A new poll from the nonprofit health care research group KFF finds that voters are now focused on economic concerns, which doesn’t make them very happy.
Roughly two-thirds of voters rate the domestic economy as “not very good” or “poor” due to ongoing inflation and current rising costs of daily living, housing, and health care.
Even though the unemployment rate is low and the stock market has generally been up recently, “we found that economic concerns were at the top of voters’ lists, and health care costs played a big role there,” KFF said. Ashley Kerzinger said.
What people are most concerned about being able to afford is “unexpected medical bills and the general cost of health care services,” she says. She says, “Two-thirds of families who are having trouble paying their monthly living expenses say they worry about going into debt for medical and dental costs.”

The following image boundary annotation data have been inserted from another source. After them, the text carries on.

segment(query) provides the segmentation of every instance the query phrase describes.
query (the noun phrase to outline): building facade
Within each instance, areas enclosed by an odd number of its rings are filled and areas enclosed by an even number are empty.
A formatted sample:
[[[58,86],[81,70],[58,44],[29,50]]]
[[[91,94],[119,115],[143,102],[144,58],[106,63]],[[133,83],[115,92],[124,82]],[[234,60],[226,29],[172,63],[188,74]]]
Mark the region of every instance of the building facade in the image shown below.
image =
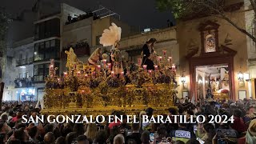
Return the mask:
[[[255,35],[254,13],[248,10],[250,2],[230,6],[235,7],[235,13],[227,14],[232,21]],[[50,59],[54,58],[55,66],[59,67],[58,74],[66,70],[65,50],[70,47],[81,61],[87,62],[90,54],[102,47],[99,38],[111,22],[122,29],[120,50],[126,62],[136,63],[143,44],[150,38],[157,38],[155,51],[162,55],[166,50],[177,66],[178,98],[255,98],[255,43],[223,19],[194,18],[178,21],[176,26],[130,35],[130,26],[119,20],[99,18],[66,4],[61,7],[59,14],[34,22],[33,76],[37,99],[44,94]]]
[[[34,37],[14,43],[7,51],[3,100],[36,100],[34,86]]]

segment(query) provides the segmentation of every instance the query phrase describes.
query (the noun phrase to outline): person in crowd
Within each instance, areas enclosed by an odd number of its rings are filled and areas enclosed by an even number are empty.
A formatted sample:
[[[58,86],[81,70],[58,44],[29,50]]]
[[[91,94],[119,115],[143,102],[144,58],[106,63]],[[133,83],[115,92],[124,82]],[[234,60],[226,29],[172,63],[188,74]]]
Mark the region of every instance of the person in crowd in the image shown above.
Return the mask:
[[[256,142],[256,119],[250,122],[246,135],[246,143],[255,143]]]
[[[255,108],[253,106],[250,106],[247,108],[246,115],[243,117],[243,122],[247,126],[249,126],[250,120],[256,117],[254,111]]]
[[[141,141],[141,134],[140,134],[140,124],[139,123],[132,123],[132,132],[131,134],[128,134],[128,136],[126,138],[126,143],[128,142],[129,139],[134,139],[136,143],[142,143]]]
[[[86,136],[85,135],[79,135],[77,138],[76,138],[78,144],[89,144],[89,141],[87,140]]]
[[[114,138],[114,144],[124,144],[125,143],[125,138],[122,134],[118,134]]]
[[[145,130],[141,135],[141,141],[142,144],[150,144],[150,132]]]
[[[198,123],[197,132],[198,138],[203,141],[205,144],[212,143],[212,139],[216,134],[214,126],[211,123]]]
[[[65,144],[65,138],[62,136],[58,137],[55,141],[55,144]]]
[[[55,142],[55,137],[54,133],[48,132],[43,138],[44,144],[54,144]]]
[[[151,107],[149,107],[146,110],[146,115],[148,118],[151,118],[154,113],[154,109]],[[150,131],[152,130],[153,123],[142,123],[142,130],[149,130]]]
[[[183,122],[178,122],[178,129],[176,130],[174,130],[170,136],[173,138],[173,139],[180,140],[184,142],[185,143],[187,142],[190,138],[195,138],[195,134],[194,131],[191,131],[190,129],[187,128],[188,125],[187,123]],[[176,133],[177,131],[177,133]],[[178,134],[179,133],[186,133],[189,134],[186,135]]]
[[[38,137],[39,131],[38,131],[38,129],[36,126],[30,128],[28,130],[28,134],[30,136],[32,142],[34,142],[34,143],[39,142],[39,141],[37,138]]]
[[[154,70],[154,57],[155,51],[154,51],[154,44],[157,42],[155,38],[149,39],[142,47],[142,65],[146,65],[147,70]]]
[[[123,116],[122,123],[106,123],[101,124],[101,128],[97,129],[97,125],[90,126],[87,124],[84,129],[82,124],[50,124],[48,122],[27,124],[22,123],[21,115],[26,114],[35,118],[40,116],[40,108],[34,109],[36,102],[2,102],[0,114],[0,143],[149,143],[150,139],[154,139],[152,143],[166,142],[173,141],[172,143],[255,143],[256,142],[256,121],[254,120],[254,107],[250,106],[254,103],[254,99],[241,100],[236,102],[231,101],[216,101],[208,102],[202,99],[200,103],[196,105],[186,101],[175,103],[178,109],[179,114],[186,115],[190,118],[202,114],[206,116],[206,122],[198,124],[197,127],[188,126],[184,123],[139,123],[131,124],[131,126],[126,122],[126,114],[114,111],[112,114],[120,118]],[[30,106],[30,105],[33,106]],[[194,111],[194,110],[196,111]],[[192,112],[193,111],[193,112]],[[244,114],[242,111],[246,111]],[[178,110],[170,108],[169,112],[162,114],[166,118],[167,115],[177,114]],[[12,113],[12,114],[11,114]],[[19,114],[20,113],[20,114]],[[6,118],[6,115],[12,118]],[[229,119],[233,114],[234,123],[230,121],[228,123],[208,123],[210,114],[227,115]],[[154,110],[148,108],[142,115],[151,117],[154,115]],[[246,122],[242,118],[247,118]],[[10,119],[6,121],[6,119]],[[246,124],[249,126],[246,127]],[[112,125],[110,126],[110,125]],[[175,126],[175,125],[177,126]],[[94,127],[94,128],[93,128]],[[140,128],[142,127],[142,128]],[[14,130],[12,130],[11,128]],[[154,134],[150,132],[154,133]],[[123,133],[125,131],[125,133]],[[189,138],[178,137],[178,133],[190,134]],[[130,134],[127,134],[129,132]],[[133,135],[136,134],[136,137]],[[122,134],[122,137],[119,135]],[[244,135],[246,134],[246,135]],[[91,136],[93,135],[93,136]],[[154,135],[152,137],[152,135]],[[89,138],[90,137],[91,138]],[[171,137],[171,140],[169,137]],[[195,141],[195,138],[198,138]],[[184,139],[185,138],[185,139]],[[56,139],[56,141],[55,141]],[[85,140],[87,139],[87,140]],[[122,139],[119,141],[120,139]],[[139,139],[139,142],[138,142]]]
[[[235,109],[234,110],[234,123],[231,124],[231,127],[237,130],[239,134],[242,134],[242,132],[246,131],[248,126],[245,124],[243,122],[242,118],[241,118],[242,116],[242,110],[239,109]]]
[[[102,143],[102,144],[105,144],[106,143],[106,141],[108,139],[108,135],[106,130],[100,130],[97,133],[96,138],[94,139],[94,143]]]
[[[92,143],[96,138],[97,125],[95,123],[89,123],[86,126],[85,135],[87,137],[90,143]]]

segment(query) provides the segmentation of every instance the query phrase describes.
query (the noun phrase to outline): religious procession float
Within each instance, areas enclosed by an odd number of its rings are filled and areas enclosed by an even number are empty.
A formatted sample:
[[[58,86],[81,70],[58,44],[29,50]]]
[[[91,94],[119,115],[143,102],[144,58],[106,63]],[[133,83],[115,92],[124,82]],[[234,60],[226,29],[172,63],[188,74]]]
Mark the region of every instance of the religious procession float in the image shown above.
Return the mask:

Even though inflation has slowed, some health-related costs are still rising significantly, with hospitals, nursing homes, and dental care increasing by 5% to 8% year over year. Prices of over-the-counter drugs rose more than 9%.
And then there’s health insurance, said Andrea Ducasse of the Center for American Progress.
“Premiums continue to increase, and deductibles have really increased dramatically since the introduction of high-deductible health insurance,” she said.
A worker’s average annual premium for employer-paid family health insurance rose more than 7.5% last year to $6,575, according to KFF.